During the period, BlackBerry continued to see unit sales to end users shrink, to approximately 2.6 million BlackBerry smartphones. A year earlier, the company said it sold 6.8 million smartphones, and in the previous quarter BlackBerry sold 3.4 million units.

BlackBerry CEO John Chen said he was happy with the company's financial performance during the quarter. "We continue to make solid progress in our plan to return BlackBerry to growth and profitability," he said during a conference call to discuss the results.

Chen reiterated his forecast that the company will return to annual profitability in its 2016 fiscal year, and said BlackBerry has a solid pipeline and roadmap of new and improved products.

In particular, Chen highlighted the Z3 smartphone, which is already available in Indonesia and will be launched in eight other countries, as well as the launch of Project Ion, focused on the Internet of things market.

Chen also singled out that EZ Pass Program, which since its March launch has resulted in the issuance of 1.2 million licenses for BlackBerry Enterprise Service 10 (BES10). Most of the licenses have been BlackBerry Enterprise Server 5 (BES5) trade-ins, but 10 percent have been from competing mobile device management products, he said.

After focusing on cost cutting and margin improvement, Chen said, his attention is now on revving up revenue growth.

Chen also said that in the eyes of its enterprise customers, BlackBerry comes across as a viable vendor again, and that CIOs are now more comfortable investing in or retaining the company's products, which they've historically considered reliable and secure.

Wall Street gave BlackBerry a big endorsement after the earnings report, as excited investors sent the company's stock up more than 13 percent in late morning trading.

The results were announced a day after Blackberry announced it had signed a deal with Amazon to integrate the retailer's store for Android apps with BlackBerry 10.3 OS, which is planned for release this fall.

The change lets consumers access a larger number of apps and leaves BlackBerry to focus on expanding the number of enterprise apps.
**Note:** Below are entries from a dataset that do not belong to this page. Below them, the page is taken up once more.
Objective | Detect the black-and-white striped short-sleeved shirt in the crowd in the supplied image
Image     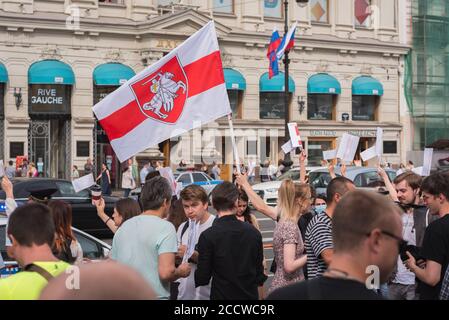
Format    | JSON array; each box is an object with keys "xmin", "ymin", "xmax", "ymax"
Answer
[{"xmin": 305, "ymin": 213, "xmax": 333, "ymax": 279}]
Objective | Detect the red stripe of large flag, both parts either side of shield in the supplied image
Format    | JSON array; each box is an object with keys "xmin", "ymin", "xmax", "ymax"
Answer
[{"xmin": 100, "ymin": 51, "xmax": 224, "ymax": 141}]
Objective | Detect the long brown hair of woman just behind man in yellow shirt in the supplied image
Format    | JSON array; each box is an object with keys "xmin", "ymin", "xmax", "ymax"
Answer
[{"xmin": 48, "ymin": 200, "xmax": 76, "ymax": 252}]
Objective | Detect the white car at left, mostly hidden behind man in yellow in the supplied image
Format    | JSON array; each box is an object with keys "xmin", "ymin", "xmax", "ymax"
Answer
[{"xmin": 0, "ymin": 215, "xmax": 111, "ymax": 278}]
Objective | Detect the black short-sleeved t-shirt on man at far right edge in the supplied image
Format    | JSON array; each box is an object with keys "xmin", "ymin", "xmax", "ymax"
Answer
[{"xmin": 420, "ymin": 214, "xmax": 449, "ymax": 300}]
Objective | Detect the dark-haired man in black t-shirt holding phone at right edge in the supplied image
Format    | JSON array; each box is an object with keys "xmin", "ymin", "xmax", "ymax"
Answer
[{"xmin": 405, "ymin": 173, "xmax": 449, "ymax": 300}]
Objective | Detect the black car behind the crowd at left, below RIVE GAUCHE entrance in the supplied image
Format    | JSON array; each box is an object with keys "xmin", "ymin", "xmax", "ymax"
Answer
[{"xmin": 0, "ymin": 178, "xmax": 119, "ymax": 239}]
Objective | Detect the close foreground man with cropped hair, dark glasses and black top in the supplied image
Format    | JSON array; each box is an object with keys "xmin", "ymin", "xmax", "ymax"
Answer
[{"xmin": 267, "ymin": 190, "xmax": 404, "ymax": 300}]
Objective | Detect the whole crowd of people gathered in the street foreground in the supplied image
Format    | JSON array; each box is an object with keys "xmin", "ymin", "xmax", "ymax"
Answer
[{"xmin": 0, "ymin": 153, "xmax": 449, "ymax": 300}]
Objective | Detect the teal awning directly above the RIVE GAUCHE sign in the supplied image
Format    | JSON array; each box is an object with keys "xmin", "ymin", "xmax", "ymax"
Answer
[{"xmin": 28, "ymin": 60, "xmax": 75, "ymax": 85}]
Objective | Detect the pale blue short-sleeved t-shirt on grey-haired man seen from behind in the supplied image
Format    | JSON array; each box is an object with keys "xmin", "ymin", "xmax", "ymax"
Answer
[{"xmin": 111, "ymin": 215, "xmax": 178, "ymax": 299}]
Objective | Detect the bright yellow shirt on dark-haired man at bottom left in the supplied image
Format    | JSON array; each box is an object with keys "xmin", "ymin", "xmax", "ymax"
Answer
[{"xmin": 0, "ymin": 261, "xmax": 70, "ymax": 301}]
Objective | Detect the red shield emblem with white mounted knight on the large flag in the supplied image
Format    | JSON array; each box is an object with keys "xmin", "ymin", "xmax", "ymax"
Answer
[{"xmin": 130, "ymin": 55, "xmax": 188, "ymax": 124}]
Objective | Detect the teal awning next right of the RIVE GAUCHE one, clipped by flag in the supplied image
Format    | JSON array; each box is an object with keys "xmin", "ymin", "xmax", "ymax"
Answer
[{"xmin": 93, "ymin": 63, "xmax": 136, "ymax": 86}]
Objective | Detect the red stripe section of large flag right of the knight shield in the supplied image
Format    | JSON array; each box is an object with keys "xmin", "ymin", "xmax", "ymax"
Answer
[{"xmin": 184, "ymin": 51, "xmax": 224, "ymax": 98}]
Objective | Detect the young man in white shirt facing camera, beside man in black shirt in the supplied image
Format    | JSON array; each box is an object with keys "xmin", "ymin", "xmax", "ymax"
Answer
[{"xmin": 177, "ymin": 184, "xmax": 215, "ymax": 300}]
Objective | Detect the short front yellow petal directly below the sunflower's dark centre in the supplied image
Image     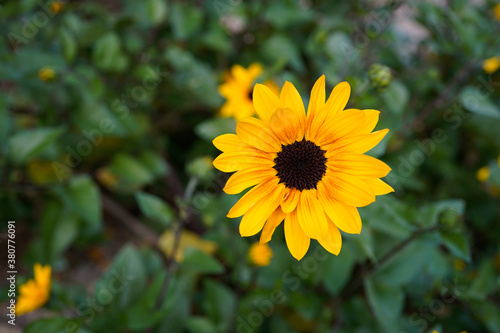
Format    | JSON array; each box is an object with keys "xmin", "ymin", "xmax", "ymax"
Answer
[{"xmin": 297, "ymin": 190, "xmax": 328, "ymax": 239}]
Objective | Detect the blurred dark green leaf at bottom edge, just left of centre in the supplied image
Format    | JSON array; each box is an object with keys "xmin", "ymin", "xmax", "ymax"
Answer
[{"xmin": 204, "ymin": 280, "xmax": 237, "ymax": 332}]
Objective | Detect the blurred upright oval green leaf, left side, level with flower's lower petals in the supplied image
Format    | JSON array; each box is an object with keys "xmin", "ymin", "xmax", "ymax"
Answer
[{"xmin": 68, "ymin": 175, "xmax": 102, "ymax": 231}]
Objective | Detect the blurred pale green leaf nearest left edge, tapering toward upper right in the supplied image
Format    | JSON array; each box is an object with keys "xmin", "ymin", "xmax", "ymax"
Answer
[{"xmin": 8, "ymin": 127, "xmax": 65, "ymax": 164}]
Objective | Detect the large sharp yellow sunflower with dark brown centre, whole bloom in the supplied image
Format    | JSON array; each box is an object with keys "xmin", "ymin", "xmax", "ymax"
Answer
[{"xmin": 213, "ymin": 75, "xmax": 394, "ymax": 260}]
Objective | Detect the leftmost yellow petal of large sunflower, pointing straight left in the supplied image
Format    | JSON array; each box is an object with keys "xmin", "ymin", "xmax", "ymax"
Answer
[{"xmin": 212, "ymin": 148, "xmax": 274, "ymax": 172}]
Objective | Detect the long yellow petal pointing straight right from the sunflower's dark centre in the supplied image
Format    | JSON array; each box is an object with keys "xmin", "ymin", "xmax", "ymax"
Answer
[{"xmin": 326, "ymin": 154, "xmax": 391, "ymax": 178}]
Chen's plan to save the company relies more on software than hardware, with enterprise messaging and mobile management tools for its own OSes, Android, and iOS.

For example, earlier this week BBM Protected, which lets users send encrypted instant messages, became available. It is the first application in BlackBerry's eBBM Suite, which will offer various kinds of secure messaging for enterprises. The current release works with BlackBerry smartphones running BB0S 6.0 or later or BlackBerry 10 in regulated work space mode only. Versions compatible with BlackBerry 10 Balance -- which separates work and personal content -- and iOS and Android devices, are expected later this year.